Les du Fresnay non plus ne se doutaient guère de cette rumeur. Ils avaient repris leur train ordinaire, mais Julie était restée comme transformée. Une gaieté charmante l’habitait maintenant ; il semblait que cette soirée de lumières et de danses l’eût illuminée et animée d’une vie nouvelle.
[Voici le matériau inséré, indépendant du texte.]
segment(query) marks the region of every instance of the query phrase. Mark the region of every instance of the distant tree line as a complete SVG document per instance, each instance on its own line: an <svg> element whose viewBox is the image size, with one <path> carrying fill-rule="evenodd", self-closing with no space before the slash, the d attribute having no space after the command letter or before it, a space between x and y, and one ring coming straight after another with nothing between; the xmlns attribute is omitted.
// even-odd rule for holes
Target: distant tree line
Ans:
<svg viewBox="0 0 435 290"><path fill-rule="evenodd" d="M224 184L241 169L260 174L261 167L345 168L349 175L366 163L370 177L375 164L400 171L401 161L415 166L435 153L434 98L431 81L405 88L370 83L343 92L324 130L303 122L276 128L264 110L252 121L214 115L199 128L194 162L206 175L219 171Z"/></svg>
Elle descendait les escaliers en tourbillons, riait à tout propos et chantait à pleine voix. M. du Fresnay, du pavillon de musique où, tout guilleret, il exécutait sur son violon les airs les plus alertes de son répertoire, la voyait aller et venir dans le jardin, avec une marche légère et comme envolée. Elle se baissait, cueillait une fleur, la respirait longuement et, avec coquetterie, lui cherchait une place à son corsage ou dans ses cheveux ; elle était délicieuse à voir ainsi ; attentive et hésitante, puis satisfaite, elle pirouettait et disparaissait derrière la charmille. L’honnête M. du Fresnay, qui s’était interrompu de jouer, reprenait son archet, puis, sans raison, se mettait à rire tout seul, de telle sorte que les vitres du pavillon en tintaient, car cet homme fin avait le rire facilement gros et comme tout épanoui de bienveillance et de bonté.